The indie-rock record, which has sold more than half a million copies, features the singles “Tongue Tied,” “Itchin’ on a Photograph,” “Lovely Cup” and “Colours” — the hit that has closed nearly every Grouplove concert. Playing the whole album sequentially for this occasion, though, threw their setlist for a loop.
“This is the first show of our entire career where we didn’t end with ‘Colours’ because we played it fourth,” vocalist Hannah Hooper said from a stage adorned with her artwork — giant teeth that each held a letter of the band’s name.
“Colours” retained its show-ending vigour, though. Coincidentally, the album’s four singles all come first in the original track listing and hearing them all stacked at the front of the show ignited a devoted audience. They roared choruses back at the band all night, soaking in the nostalgia and matching the sky-high energy on stage that’s trademark Grouplove.
“This is fun. Who’d have thought this would be fun?” Hooper said with a laugh. “Just 18 months without this. This feels so good — damn. Damn!”
Hearing them perform early cuts that it has since trimmed from its set was a reminder of how inviting that first album is, top to bottom: strong hooks, melodies and harmonies, all delivered in a vibrant, effusive package. Even slower tracks like “Cruel and Beautiful World” soar, and the band’s chemistry is clear.
Grouplove has always known what’s in a name: The band was formed out of immediate friendship. Hooper met guitarist and vocalist Christian Zucconi — who’d later become her husband — in New York City, and she invited him to an artist residency in Greece that she’d be attending later that week. There, they became fast friends with Ryan Rabin, Andrew Wessen and Sean Gadd, who’d become the band’s drummer, guitarist and bassist, respectively.
After Gadd and Rabin left the band, bassist Daniel Gleason and drummer Homola joined. To the crowd’s delight, Rabin and Gadd returned for the second half of the album, where Gadd takes lead vocals on “Chloe.” He pointed out that this was the only time in history where every member of Grouplove, past and present, was on stage together.
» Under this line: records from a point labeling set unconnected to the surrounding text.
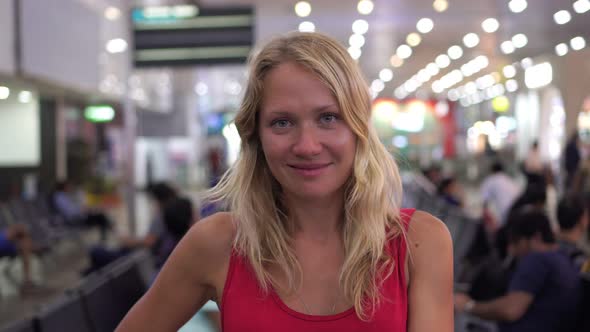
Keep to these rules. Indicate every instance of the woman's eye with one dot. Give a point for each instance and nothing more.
(329, 118)
(281, 123)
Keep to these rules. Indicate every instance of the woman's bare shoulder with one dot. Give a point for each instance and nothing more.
(428, 235)
(213, 236)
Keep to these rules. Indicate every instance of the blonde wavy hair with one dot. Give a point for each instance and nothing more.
(372, 193)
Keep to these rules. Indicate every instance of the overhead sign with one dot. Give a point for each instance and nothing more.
(99, 113)
(191, 35)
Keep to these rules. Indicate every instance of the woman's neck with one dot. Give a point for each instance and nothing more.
(316, 218)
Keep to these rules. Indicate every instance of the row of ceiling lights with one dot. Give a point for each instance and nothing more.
(517, 41)
(403, 52)
(24, 96)
(470, 40)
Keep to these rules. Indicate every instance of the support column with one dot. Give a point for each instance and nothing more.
(573, 79)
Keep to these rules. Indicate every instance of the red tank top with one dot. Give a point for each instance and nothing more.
(246, 308)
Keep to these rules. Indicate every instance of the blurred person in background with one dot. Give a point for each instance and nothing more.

Friends and parents filled the crowd for the anniversary, too.
“We’ll never forget this — ever,” Zucconi said. “Thank you for making this one of the best fucking shows of our whole career.”
After wrapping Never Trust a Happy Song, the band returned to the stage for a second set spanning the four albums in their post-2011 catalogue, plus an encore. “Ways to Go” was followed by show-closer “Just What You Want,” a collaboration from their most recent album, This is This, with Surfbort’s Dani Miller, who joined them on stage.
Rounding out the night at 22 songs, it seemed like the band and the crowd could go for another hour. There was a T-shirt cannon, a raffle for Hooper’s artwork and a decade of affection for a band that leaves everything on stage — for each other as much as they do for their audience.